Is the US Government Acquisition Framework Ready for Artificial Intelligence?
Primary Investigator:
Jamie Davis
Daniel Lugo Jamie Davis
Abstract
As AI systems transition from experimental prototypes to mission-critical tools, their dependence on dynamic data, evolving models, and rigorous governance raises pressing questions about whether existing acquisition pathways can keep pace. The U.S. Department of Defanse has modernized its processes through the Adaptive Acquisition Framework, with the Software Acquisition Pathway (SWP) serving as the primary mechanism for acquiring software-intensive capabilities. This paper evaluates whether the SWP, as currently structured, is sufficient to address the unique demands of the AI acquisition lifecycle.

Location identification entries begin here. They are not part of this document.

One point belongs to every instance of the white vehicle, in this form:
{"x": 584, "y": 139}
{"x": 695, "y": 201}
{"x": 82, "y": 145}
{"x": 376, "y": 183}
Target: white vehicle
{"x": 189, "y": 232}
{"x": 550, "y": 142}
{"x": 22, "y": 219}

In this work, we perform a scenario-based evaluation that traces a notional AI-enabled program through key SWP planning activities to assess how policy translates into program artifacts and decisions. Our findings identify areas of alignment—notably the SWP’s support for iterative delivery—alongside underspecified areas central to AI-enabled systems, including data governance and intellectual property rights, test and evaluation of non-deterministic behavior, and sustainment under model drift. We conclude with recommendations to strengthen the Adaptive Acquisition Framework guidance to better support the responsible and effective acquisition of AI capabilities.